The Big Table

A huge issue is that numbers from different areas (like Germany/Italy or SF/NYC) seem very different.

Theoretically, you could root cause this heterogeneity by forming a single giant table where rows are people & columns are features. 🧵
https://marginalrevolution.com/marginalrevolution/2020/03/where-does-all-the-heterogeneity-come-from.html
Specifically, suppose you had a giant table of all the people in the world. Columns included things like:

- demographics
- test results, types, dates
- other features derived from medical charts
- location over time
- nearby individuals over time
- wearable data

And so on.
This is a thought experiment for now.

But if you could form a table like this (eg by contacting every hospital in the world) then you could derive conflicting stats like the Italy vs Germany death rates from functions run on the *same* table.

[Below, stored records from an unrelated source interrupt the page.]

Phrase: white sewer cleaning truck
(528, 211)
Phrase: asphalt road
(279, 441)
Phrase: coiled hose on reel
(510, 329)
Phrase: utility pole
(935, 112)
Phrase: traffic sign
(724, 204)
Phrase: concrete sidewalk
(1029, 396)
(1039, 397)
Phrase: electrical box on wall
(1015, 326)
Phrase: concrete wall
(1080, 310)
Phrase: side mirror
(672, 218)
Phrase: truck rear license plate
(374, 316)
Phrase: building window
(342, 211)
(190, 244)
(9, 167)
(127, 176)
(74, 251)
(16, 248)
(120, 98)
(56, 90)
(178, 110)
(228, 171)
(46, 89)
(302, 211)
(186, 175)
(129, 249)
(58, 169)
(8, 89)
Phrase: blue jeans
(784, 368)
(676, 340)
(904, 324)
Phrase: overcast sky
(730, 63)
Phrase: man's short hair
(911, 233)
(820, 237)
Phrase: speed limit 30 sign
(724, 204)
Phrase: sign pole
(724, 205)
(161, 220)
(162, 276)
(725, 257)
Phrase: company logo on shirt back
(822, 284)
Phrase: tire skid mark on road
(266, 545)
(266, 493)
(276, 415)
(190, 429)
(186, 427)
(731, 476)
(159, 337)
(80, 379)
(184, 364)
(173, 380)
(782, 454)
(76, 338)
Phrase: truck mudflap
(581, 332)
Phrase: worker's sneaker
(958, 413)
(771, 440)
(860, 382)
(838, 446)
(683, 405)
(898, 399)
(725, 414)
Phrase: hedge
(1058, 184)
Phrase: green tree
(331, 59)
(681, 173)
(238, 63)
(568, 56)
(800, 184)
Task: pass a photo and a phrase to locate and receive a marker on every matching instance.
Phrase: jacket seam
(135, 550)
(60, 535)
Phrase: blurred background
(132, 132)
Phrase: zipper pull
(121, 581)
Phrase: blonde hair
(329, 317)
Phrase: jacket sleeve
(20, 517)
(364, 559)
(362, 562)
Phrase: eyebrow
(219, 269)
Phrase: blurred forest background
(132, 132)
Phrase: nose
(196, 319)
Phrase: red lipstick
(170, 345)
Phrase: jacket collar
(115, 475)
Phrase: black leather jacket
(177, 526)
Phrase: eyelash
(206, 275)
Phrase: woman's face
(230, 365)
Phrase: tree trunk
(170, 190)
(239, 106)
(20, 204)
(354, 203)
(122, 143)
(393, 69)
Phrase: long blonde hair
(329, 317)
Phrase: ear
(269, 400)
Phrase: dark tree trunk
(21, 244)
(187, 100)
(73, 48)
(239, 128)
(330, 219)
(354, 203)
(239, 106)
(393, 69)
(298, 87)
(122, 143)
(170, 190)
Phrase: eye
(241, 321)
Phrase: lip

Now you’re getting somewhere.
Continuing that example, let’s say there was another column — a hidden variable — that was responsible for the Italy/Germany death rate difference.

It could be the quality of the healthcare those specific people received, as quantified by (eg) whether they got an ICU bed or not.
The process of systematically cleaning up & integrating the patient data into one big table would, in theory, allow us to find hidden variables that explain variation between groups.

Maybe that hidden variable is a pharmacogenomic variant we didn’t test. Or a vitamin deficiency.
This kind of thing is called “data integration” and it’s done in genomics all the time.

It differs from many meta-analyses in that you aren’t just comparing p-values from different studies, but actually stacking raw tables.

Must be careful of (eg) batch effects but it’s doable.
Now, the punchline.

It seems insane to ask for a gigantic table with millions or even billions of rows, in standardized form, with every patient & possible patient in the world.

But Facebook has that kind of data. Google and Apple do too. Maybe something can be done here.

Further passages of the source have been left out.